Paylaş
İhsan Ayeti
Question
SORU: Şu âyet-i kerimenin tefsirini rica ediyorum:
Allah şüphesiz adaleti, iyilik yapmayı, akrabaya vermeyi emreder, hayasızlığı, fenalığı ve haddi aşmayı yasaklar. Tutasınız diye size öğüt verir. (Nahl/90)
CEVAP: Çocukluktan kurtulup caminin yolunu öğrendiğimizden beri her cuma günü hatibin ikinci hutbeyi bu âyeti okuyarak bitirdiğini işitiriz. Her cuma dinlediğimiz bu âyet-i kerime, üstün ahlâkın ilkelerini bir araya toplar ve düzgün bir davranışın düsturunu öğretir. Duyduğumuza veya kitaplardan okuduğumuza göre Peygamberimizin amcası Ebu Tâlib bu âyeti işittiği zaman şöyle der:
Ey Kureyş topluluğu! Kardeşimin oğluna tâbi olun; doğru yolu bulacaksınız. O ister yalancı olsun ister doğru olsun, size güzel ahlâktan başka bir şey emretmiyor.
Osman ibn Mazûn, imanın kendi kalbinde ancak bu âyeti işittikten sonra yerleştiğini söyler.
İbn Mes’ud “Kur’an’da iyilik ve kötülüğü kendisinde en fazla toplayan âyet budur” der. Katade de şöyle der:
Câhiliye dönemindeki her güzel ahlâkı Allah Teâlâ bu âyette emretmiş ve her kötü ahlâkı da yine bu âyette yasaklamıştır.
Makrun ibn Amr, Rasûlullah’a “Ey Kureyş’in kardeşi! Sen bu insanları neye çağırıyorsun?” diye sorduğunda, Rasûlullah (s.a) ona bu âyeti okur. Makrun şöyle der: “Vallahi sen güzel ahlâka ve güzel davranışlara davet ediyorsun. Seni yalanlayan ve senin aleyhinde hareket etmek isteyenler yemin ederim ki, iftira ediyorlar.”

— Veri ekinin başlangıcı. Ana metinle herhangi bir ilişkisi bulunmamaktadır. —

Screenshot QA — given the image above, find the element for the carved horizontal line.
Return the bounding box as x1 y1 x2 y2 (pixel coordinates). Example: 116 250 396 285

Bu âyet-i kerimenin önemi ve değeri bu şekilde ortaya konulunca insan, Taberi, Kurtubi ve Râzi gibi büyük müfessirlerin tefsirlerine başvurduğu zaman, bu âyetin esrarı ve manalarının oralarda geniş bir şekilde açıklandığını görmek ister. Fakat biz bu tefsirlerin genellikle bu âyeti, kelime kelime tefsir etme yolunu tercih ettiklerini görürüz. Onlar âyetin kelimelerinden birini alırlar ve o kelimeye bir mana verirler. Verdikleri bu mana onun genel anlamının sadece bir parçasıdır. Sonra da bu genel anlamın diğer parçalarını sıralarlar. Halbuki biz, onlardan her bir kelimenin anlamının sınırlarının belirlenmesini sonra da bu mananın şümulüne giren parçalardan veya bölümlerden örnekler vermelerini beklerdik.
Mesela âyet-i kerimede geçen adalet kelimesini ele alalım: Tefsirlere müracat ettiğimiz zaman bu kelimenin anlamının belirlenmesinde aralarında geniş bir ihtilaf varmış gibi görünür. Bu kelimenin tefsiriy-le ilgili pek çok şey naklederler ve herbirinin de hangi şahıs tarafından söylendiğini zikrederler. Mesela tefsirlerdeki bu rivayetlere göre adalet, hakkı gözetmektir, veya Allah’tan başka ilah olmadığına şehadet etmektir veya putlardan uzak durmaktır veya tevhidtir veya davranışlarda ölçülü olmaktır vs…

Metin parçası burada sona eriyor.